Of all the guidelines, perhaps the most important is to provide a suid or setcap option; Kismet is designed to run only the minimal required components with elevated privileges, and it is much more secure to run the main Kismet server as a non-privileged normal user.
Example packages for various distributions are in the kismet-packages repository.
Provide a suid (or setcap) install option
The Kismet capture binaries (kismet_cap_linux_wifi
, kismet_cap_linux_bluetooth
,
and so on) require root privileges to control the interfaces, however generally
Kismet itself should not be run as root.
Kismet supports two mechanisms for privilege separation:
- Installing the binaries setuid root, and restricting access to them by
limiting them to a specific group (
kismet
, by preference). - Installing the binaries normally, but using
setcap
to give them authority to change network settings:setcap cap_net_raw,cap_net_admin=eip
, and restricting them to a single group (kismet
again, by preference).
When installed suid-root, the Kismet helper utilities will drop capabilities and pivot into a read-only mount namespace.
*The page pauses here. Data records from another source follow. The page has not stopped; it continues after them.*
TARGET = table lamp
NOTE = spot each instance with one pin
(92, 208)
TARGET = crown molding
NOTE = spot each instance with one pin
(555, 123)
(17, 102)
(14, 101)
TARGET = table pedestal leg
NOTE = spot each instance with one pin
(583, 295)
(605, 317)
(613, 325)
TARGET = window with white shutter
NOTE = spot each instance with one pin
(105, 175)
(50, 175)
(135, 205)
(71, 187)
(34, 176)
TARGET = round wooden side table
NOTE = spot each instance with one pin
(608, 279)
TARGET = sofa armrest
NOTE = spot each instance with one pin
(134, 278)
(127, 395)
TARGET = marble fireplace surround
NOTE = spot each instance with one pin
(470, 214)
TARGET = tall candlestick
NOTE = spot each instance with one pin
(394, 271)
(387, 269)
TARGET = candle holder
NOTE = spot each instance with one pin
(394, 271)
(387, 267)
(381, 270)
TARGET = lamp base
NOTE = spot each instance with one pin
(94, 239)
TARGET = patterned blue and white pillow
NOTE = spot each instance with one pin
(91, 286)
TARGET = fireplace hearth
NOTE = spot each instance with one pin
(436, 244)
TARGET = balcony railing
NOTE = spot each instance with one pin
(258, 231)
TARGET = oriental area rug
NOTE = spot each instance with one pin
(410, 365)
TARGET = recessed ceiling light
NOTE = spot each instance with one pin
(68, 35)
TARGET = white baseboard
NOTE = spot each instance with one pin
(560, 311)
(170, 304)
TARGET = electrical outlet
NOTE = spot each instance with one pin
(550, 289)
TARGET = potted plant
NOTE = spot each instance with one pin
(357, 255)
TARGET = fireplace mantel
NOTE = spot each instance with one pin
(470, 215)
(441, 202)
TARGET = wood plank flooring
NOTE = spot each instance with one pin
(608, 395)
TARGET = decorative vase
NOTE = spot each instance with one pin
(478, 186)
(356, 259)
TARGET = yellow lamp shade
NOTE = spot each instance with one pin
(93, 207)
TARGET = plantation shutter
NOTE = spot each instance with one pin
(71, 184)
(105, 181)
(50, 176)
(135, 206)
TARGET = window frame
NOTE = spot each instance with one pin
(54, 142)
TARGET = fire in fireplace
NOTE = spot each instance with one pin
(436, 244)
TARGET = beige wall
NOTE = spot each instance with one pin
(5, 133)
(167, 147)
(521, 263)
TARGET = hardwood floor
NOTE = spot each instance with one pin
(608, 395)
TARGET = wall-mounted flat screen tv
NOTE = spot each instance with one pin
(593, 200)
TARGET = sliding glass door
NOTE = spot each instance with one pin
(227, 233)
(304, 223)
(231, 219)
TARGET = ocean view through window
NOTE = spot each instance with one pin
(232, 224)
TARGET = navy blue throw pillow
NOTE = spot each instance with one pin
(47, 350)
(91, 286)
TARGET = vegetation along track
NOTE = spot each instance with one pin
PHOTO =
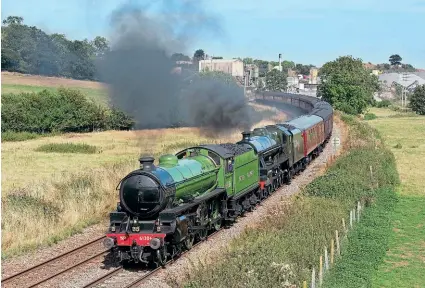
(140, 277)
(56, 266)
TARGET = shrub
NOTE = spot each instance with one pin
(417, 100)
(287, 245)
(66, 110)
(67, 148)
(18, 136)
(369, 116)
(383, 103)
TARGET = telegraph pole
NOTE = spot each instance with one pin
(280, 62)
(404, 91)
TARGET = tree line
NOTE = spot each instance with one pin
(349, 86)
(29, 50)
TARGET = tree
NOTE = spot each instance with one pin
(13, 20)
(395, 59)
(347, 85)
(30, 50)
(276, 80)
(417, 100)
(101, 45)
(199, 55)
(260, 84)
(247, 61)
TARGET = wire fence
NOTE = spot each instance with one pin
(332, 250)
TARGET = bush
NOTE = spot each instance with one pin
(417, 100)
(383, 104)
(67, 148)
(288, 243)
(369, 116)
(66, 110)
(368, 244)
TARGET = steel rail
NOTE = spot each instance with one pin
(8, 279)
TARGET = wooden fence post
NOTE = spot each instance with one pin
(358, 211)
(338, 251)
(321, 271)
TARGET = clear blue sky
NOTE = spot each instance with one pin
(303, 31)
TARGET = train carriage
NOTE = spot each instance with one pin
(164, 208)
(313, 133)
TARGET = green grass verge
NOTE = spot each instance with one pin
(10, 136)
(67, 148)
(290, 240)
(405, 260)
(367, 244)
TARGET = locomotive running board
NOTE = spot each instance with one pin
(169, 215)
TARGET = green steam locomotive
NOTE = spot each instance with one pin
(165, 208)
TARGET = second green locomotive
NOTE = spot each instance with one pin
(165, 208)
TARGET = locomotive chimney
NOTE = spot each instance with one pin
(146, 163)
(246, 135)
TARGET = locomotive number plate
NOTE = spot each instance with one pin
(145, 238)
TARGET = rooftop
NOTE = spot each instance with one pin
(398, 78)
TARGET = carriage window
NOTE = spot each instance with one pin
(229, 165)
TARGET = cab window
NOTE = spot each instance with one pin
(229, 165)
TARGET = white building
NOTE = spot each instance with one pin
(233, 67)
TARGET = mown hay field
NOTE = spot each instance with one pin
(50, 195)
(18, 83)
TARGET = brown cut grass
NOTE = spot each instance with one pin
(13, 78)
(49, 196)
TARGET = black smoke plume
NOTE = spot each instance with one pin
(139, 69)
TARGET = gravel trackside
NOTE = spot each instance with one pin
(205, 252)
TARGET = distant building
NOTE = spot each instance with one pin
(313, 75)
(369, 66)
(252, 72)
(184, 62)
(408, 80)
(234, 67)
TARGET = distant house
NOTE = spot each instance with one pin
(234, 67)
(410, 80)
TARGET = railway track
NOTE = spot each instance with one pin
(37, 274)
(144, 277)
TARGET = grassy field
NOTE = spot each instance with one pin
(98, 95)
(405, 261)
(283, 249)
(48, 195)
(17, 83)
Building with Protobufs support
Until 2025-09-R1
the Kismet IPC and remote capture datasource protocol was based on
Google Protobufs. The Protobufs dependency has become increasingly difficult to
deal with in a portable fashion, and has been superceded by a much simpler
protocol encoded via messagepack. The messagepack encoder is embeded in the
Kismet source.
For 2025-09-R1
and possibly the next major release after, the legacy Protobufs
protocol remains available as an optional compile-time toggle. Packagers are
generally recommended to enable it, as this allows older remote capture installs
to still talk to the new Kismet server until the user has upgraded them, however
it likely is not a major issue if carrying the protobufs dependency is
problematic.
Legacy protobufs support will likely be completly removed once upgrading remote captures is no longer of concern.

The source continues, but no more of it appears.